The House leader issued the statement as soon as the Committee on Appropriations chaired by ACT-CIS Partylist Rep. Eric Yap, kicked off its deliberations on the last full-year budget to be enacted under the administration of President Rodrigo Roa Duterte.

“Our aim is to pass the House version of the 2022 national budget by September 16 to give the Senate ample time to go over the budget and come up with its own version in time for the October filing of certificates of candidacy for all elective positions for the May 2022 elections,” Velasco said.

The speaker said the Lower House’s ultimate goal is for President Duterte to sign the 2022 General Appropriations Act by December to prevent a reenacted budget that could slow economic growth and hamper the delivery of government services.

The executive department had delayed the transmission to Congress of the proposed 2022 National Expenditure Program and was heavily criticized in the Lower House for it.

House Deputy Minority leader and Bayan Muna Rep.

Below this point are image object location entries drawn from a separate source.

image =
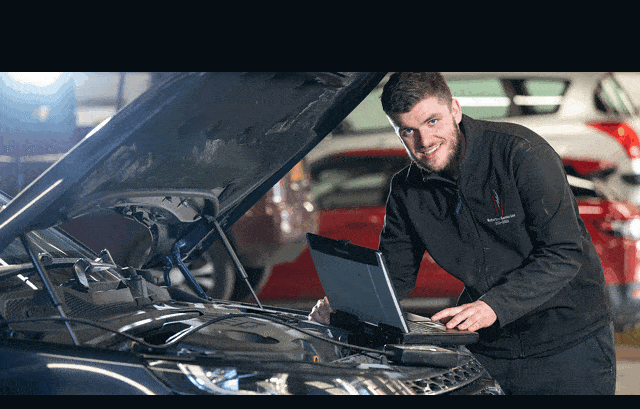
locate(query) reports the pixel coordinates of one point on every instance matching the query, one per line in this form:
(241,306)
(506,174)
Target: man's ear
(456,110)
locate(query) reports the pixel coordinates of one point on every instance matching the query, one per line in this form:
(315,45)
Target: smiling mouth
(431,151)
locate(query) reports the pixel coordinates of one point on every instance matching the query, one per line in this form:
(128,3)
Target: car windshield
(52,241)
(345,181)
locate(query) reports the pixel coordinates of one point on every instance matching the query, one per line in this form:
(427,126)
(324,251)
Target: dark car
(350,189)
(38,126)
(187,159)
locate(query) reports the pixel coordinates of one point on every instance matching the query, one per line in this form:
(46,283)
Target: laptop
(357,285)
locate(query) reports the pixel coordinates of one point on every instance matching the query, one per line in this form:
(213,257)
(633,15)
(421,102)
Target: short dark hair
(405,89)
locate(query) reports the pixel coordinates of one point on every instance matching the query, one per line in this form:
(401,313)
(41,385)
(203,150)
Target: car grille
(467,379)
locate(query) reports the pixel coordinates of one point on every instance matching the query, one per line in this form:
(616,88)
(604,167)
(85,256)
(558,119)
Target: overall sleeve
(398,244)
(555,232)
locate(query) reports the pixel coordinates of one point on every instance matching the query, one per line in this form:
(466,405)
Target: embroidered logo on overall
(498,205)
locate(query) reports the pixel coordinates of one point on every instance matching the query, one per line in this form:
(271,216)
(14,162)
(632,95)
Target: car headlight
(270,378)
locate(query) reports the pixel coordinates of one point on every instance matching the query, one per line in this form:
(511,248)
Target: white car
(586,116)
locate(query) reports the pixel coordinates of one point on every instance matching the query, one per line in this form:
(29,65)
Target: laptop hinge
(363,333)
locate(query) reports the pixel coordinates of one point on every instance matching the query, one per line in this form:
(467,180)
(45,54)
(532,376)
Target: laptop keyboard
(426,326)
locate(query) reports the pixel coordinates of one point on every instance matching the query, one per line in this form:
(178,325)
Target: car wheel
(213,271)
(215,274)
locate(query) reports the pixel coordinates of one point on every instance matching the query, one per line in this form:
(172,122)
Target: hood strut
(236,261)
(175,259)
(45,279)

Carlos Isagani Zarate and Bayan Muna Chairman Neri Colmenares aired fears that the the “belated” submission to Congress of the budget proposal may result to railroading and deny the people of assurance that it will be carefully scrutinized.

“This is not an ordinary measure where the process can be short circuited or taken via short cuts.This is the highest national budget ever and the budget for an election year at that. We cannot sacrifice the quality of analyzing it even if they submitted it just yesterday because it will mean surrendering outright Congress’ power of the purse,” said Zarate.

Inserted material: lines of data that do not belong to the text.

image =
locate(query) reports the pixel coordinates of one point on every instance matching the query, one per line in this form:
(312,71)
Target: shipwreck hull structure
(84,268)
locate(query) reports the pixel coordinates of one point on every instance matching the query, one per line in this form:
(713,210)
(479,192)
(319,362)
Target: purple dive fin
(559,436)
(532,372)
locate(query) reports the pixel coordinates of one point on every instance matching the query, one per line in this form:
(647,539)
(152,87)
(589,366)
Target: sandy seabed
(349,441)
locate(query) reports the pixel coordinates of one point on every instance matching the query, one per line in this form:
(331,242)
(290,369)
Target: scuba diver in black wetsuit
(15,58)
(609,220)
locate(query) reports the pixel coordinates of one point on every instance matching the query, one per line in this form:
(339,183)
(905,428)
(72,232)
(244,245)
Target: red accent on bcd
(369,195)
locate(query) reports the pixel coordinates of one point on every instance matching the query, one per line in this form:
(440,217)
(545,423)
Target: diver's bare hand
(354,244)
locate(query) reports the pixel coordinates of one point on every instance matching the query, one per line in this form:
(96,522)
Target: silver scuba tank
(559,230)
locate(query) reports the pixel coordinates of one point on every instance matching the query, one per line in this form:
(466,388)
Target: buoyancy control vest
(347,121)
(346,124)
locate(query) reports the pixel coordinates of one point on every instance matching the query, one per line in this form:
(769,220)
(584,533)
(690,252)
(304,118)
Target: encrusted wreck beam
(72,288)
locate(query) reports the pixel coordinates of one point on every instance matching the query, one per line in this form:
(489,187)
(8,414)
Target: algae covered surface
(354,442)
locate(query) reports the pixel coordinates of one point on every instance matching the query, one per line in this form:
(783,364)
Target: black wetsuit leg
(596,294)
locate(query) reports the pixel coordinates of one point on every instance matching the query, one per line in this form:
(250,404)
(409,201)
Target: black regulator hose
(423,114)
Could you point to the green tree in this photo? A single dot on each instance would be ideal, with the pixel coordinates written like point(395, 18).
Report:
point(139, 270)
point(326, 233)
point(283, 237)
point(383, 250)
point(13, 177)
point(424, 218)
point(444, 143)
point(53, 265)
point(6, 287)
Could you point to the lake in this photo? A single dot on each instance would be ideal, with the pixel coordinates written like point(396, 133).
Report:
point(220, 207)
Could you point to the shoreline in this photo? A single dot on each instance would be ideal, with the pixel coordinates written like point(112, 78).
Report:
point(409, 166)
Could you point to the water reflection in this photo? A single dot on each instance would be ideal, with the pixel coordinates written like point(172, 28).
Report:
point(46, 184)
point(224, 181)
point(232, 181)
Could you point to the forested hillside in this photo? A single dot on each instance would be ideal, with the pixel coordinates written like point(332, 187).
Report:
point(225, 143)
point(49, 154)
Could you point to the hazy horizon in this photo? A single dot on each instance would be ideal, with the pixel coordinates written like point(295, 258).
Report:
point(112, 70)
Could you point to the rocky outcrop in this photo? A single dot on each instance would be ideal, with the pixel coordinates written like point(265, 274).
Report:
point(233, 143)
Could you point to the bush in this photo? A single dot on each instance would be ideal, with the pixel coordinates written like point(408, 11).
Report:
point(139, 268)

The P5.024 trillion is equivalent to 22.8 percent of the country’s gross domestic product and is higher by 11.5 percent than the current 2021 national budget.

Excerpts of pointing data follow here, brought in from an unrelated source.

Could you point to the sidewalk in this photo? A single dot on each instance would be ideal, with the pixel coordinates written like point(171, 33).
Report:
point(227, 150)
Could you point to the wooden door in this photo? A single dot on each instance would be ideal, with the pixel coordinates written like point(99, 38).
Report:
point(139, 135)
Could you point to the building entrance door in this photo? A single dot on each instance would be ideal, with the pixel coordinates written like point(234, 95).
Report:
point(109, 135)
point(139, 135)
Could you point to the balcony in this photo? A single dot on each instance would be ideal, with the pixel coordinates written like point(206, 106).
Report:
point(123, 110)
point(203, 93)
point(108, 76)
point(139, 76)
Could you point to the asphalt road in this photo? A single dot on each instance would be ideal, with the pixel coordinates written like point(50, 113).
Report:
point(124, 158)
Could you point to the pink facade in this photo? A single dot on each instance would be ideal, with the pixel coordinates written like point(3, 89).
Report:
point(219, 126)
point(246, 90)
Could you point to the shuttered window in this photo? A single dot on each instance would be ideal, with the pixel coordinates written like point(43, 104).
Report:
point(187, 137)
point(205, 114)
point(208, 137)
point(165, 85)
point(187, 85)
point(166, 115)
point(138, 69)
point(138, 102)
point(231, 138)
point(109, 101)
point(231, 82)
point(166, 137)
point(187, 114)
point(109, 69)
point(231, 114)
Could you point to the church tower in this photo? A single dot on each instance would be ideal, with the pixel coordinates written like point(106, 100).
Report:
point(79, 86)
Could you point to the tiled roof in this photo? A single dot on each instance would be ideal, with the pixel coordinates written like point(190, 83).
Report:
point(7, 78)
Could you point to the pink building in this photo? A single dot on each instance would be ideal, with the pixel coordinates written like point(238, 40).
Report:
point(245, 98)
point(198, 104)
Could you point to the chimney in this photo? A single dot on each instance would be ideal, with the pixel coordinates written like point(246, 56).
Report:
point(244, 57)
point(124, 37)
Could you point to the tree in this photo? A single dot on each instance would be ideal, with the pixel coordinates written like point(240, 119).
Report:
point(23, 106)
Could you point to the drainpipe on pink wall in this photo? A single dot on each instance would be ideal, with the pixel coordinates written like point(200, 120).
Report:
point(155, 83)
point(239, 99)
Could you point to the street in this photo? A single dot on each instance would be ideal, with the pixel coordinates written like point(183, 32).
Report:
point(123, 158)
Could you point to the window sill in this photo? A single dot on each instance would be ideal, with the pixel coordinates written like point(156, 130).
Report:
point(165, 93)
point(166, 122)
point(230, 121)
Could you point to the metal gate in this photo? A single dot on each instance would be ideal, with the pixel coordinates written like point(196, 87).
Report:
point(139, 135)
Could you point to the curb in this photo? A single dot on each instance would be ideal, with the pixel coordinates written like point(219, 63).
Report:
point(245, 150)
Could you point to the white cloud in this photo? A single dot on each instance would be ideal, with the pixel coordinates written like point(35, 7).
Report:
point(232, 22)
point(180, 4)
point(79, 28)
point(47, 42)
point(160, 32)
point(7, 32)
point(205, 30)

By sector, social services sector receives the biggest chunk of 2022 NEP with P1.922 trillion, which will fund health-related services such as continued implementation of the Universal Health Care Act, purchase of COVID-19 vaccines, procurement of personal protective equipment, among others. Education-related programs, including the implementation of the Universal Access to Tertiary Education, is also prioritized.

Next is the economic services sector, which gets P1.474 trillion largely to support flagship programs under the Build, Build, Build infrastructure program.

The general public services sector is allocated with P862.7 billion, debt burden with P541.3 billion, and defense sector with P224.4 billion.

Among the departments and agencies, the education sector covering the Department of Education, State Universities and Colleges and the Commission on Higher Education receives the highest allocation with P773.6 billion. This is followed by the Department of Public Works and Highways with P6.86.1 billion; Department of the Interior and Local Government, P250.4 billion; Department of Health and Philippine Health Insurance Corp., P242 billion; PLDepartment of National Defense, P222 billion; Department of Social Welfare and Development, P191.4 billion; Department of Transportation, P151.3 billion; Department of Agriculture and National Irrigation Authority, P103.5 billion; the Judiciary, P45 billion; and Department of Labor and Employment, P44.9 billion.